[全文公開] 書評 国際税務文科会 編著 『詳解 国際税務 NEWケース・スタディ』(2025年10月刊行/税務研究会出版局)
税理士 川田 剛
情報通信手段の発達により、ヒト・モノ・カネの移動だけでなく、ヒトが移動することなしに情報を通じモノとカネのやり取りが容易に行えるようになってきている。
それに伴い、ヒト・モノ・カネの移動に着目して課税する国際税務の分野も急速に変化してきつつある。
今般発刊された本書は、そのような動きに対応した著作である。周知のように、本書は、これまで「月刊国際税務」誌上において2014年から2024年まで全53回にわたり掲載されてきた記事について、新たな視点から見直し、必要に応じ所要の修正を加えたうえでまとめられたものである。
執筆メンバーは、2000年に私的な勉強会としてスタートし、今年で26年目を迎える「国際税務文科会」の会員である。
同文科会は、年8回、土曜日の午後半日程度をかけて、国際税務に関する種々のテーマについて、自分達の有する課題を取り上げ意見交換を行うとともに、必要に応じ外部から講師を招いて新しい分野の知識の吸収にも努めてきた。
現に評者も、何回か講師としてこの会に招かれて発表をしたことがあるが、するどい質問が数多く出され、タジタジとなった思い出がある。

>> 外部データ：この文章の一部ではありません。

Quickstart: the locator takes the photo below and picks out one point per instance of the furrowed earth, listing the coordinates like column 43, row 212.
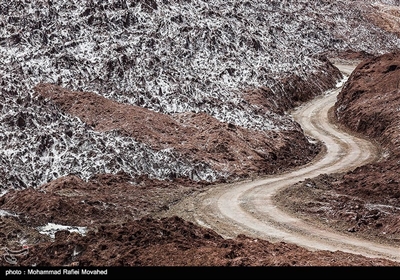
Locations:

そのような勉強熱心なメンバーの見解がまとめられた本書は、次の7つの分野で構成されている。
Ⅰ.外国子会社合算税制関係
Ⅱ.所得税関係
Ⅲ.源泉所得税関係
Ⅳ.法人税関係
Ⅴ.消費税関係
Ⅵ.相続税関係
Ⅶ.その他
いずれの分野においても、質疑応答形式でわかりやすい形でまとめられている。そのため、必要な個所のみをひろい読みするという形での利用も可能である。
本書のもうひとつの特色は、各項目について、執筆者だけでなく、監修者によるチェックがなされているという点である。
これにより、それぞれの事例について、複眼的な視点から検討がなされ、より正確で、かつ、わかりやすい形でまとめられており、実務的にも使い勝手のよいものとなっている。
国際税務文科会のメンバーは、現在も「月刊国際税務」誌上で、同様のケース・スタディという形で新しい問題に取り組んでいる。
それらの成果も、いずれ本書の改訂版という形での出版が予定されているとのことである。